Shuhei Yoshida analisa as demissões na indústria e o superotimismo da pandemia

Ex-executivo da PlayStation aponta expansão corporativa desproporcional como causa dos cortes, mas destaca a resiliência a longo prazo do setor


A onda de reestruturações e demissões que tem transformado a dinâmica dos estúdios de desenvolvimento nos últimos anos continua no centro das discussões estratégicas do setor. Em entrevista ao canal Whatculture Gaming, Shuhei Yoshida, veterano e ex-executivo da Sony Interactive Entertainment, ofereceu uma leitura analítica sobre as forças macroeconômicas que ditaram o enxugamento das equipes. Longe de justificar os cortes como um declínio definitivo, o executivo classificou o fenômeno como uma correção de rota após um período de euforia e expansão desmedida durante os anos de isolamento social.

Segundo a análise de Yoshida, a origem do problema está no comportamento do mercado entre os anos de 2020 e 2022. Com a população global confinada em casa, os videogames emergiram como a principal via de entretenimento digital, registrando picos históricos de receita e engajamento.

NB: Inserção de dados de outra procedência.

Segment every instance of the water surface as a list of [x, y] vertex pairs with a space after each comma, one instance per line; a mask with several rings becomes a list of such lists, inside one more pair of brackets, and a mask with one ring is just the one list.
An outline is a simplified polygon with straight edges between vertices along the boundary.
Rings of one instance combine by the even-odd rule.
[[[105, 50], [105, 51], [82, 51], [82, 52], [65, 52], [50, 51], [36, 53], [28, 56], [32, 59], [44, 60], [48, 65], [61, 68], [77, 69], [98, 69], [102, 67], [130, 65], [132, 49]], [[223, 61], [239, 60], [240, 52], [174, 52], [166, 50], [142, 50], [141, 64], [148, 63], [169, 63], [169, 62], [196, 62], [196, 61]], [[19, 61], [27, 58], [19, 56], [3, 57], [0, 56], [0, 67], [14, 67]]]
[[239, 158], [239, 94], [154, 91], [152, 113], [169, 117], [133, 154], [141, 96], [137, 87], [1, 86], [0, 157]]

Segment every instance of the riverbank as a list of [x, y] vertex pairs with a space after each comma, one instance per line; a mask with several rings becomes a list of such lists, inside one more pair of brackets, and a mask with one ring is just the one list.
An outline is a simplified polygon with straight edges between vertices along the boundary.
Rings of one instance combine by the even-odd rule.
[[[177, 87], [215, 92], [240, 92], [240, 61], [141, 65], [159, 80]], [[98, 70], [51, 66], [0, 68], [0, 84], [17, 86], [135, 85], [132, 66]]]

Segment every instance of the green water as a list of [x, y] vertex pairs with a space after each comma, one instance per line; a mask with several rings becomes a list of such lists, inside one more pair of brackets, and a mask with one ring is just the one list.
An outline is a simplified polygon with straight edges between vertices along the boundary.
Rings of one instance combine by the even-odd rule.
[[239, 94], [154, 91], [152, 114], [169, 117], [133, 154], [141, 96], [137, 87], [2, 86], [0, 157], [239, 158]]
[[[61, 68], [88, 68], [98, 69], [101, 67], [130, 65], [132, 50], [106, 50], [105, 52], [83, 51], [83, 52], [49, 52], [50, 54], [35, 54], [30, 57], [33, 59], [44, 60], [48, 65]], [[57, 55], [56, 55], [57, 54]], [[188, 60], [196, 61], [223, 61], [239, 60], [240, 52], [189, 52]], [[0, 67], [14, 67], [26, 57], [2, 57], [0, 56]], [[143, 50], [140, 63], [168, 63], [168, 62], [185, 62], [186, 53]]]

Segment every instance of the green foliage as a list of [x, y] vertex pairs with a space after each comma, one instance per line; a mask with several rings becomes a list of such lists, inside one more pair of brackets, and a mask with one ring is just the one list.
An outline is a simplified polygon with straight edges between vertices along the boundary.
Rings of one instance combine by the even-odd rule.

Esse crescimento atípico motivou gestores corporativos e investidores a superestimar a demanda futura, resultando em um ciclo agressivo de fusões, aquisições e contratações em massa que ignorou a curva histórica de estabilidade da indústria.

Com o fim das restrições e a retomada da mobilidade social, o consumo retornou ao seu patamar de crescimento constante, revelando a insustentabilidade das estruturas corporativas superdimensionadas. Do ponto de vista de mercado, as empresas se viram obrigadas a reavaliar seus portfólios e cortar custos operacionais para manter a rentabilidade exigida pelos acionistas. Yoshida não minimizou o impacto humano dessas decisões, descrevendo a situação como um momento doloroso para os profissionais afetados pela volatilidade do mercado de trabalho.

Apesar do cenário de retração, a projeção do executivo para a indústria a longo prazo permanece pautada pelo crescimento estrutural. Yoshida argumenta que o discurso de crise frequentemente ignora o volume de talentos absorvidos pelos estúdios durante os períodos de bonança e ressalta que as equipes atuais ainda são significativamente maiores do que as da década passada. O desafio que se impõe para as publicadoras nos próximos anos, portanto, não é apenas a gestão de crises, mas o desenvolvimento de uma estratégia que evite a contratação excessiva e permita um crescimento sustentável.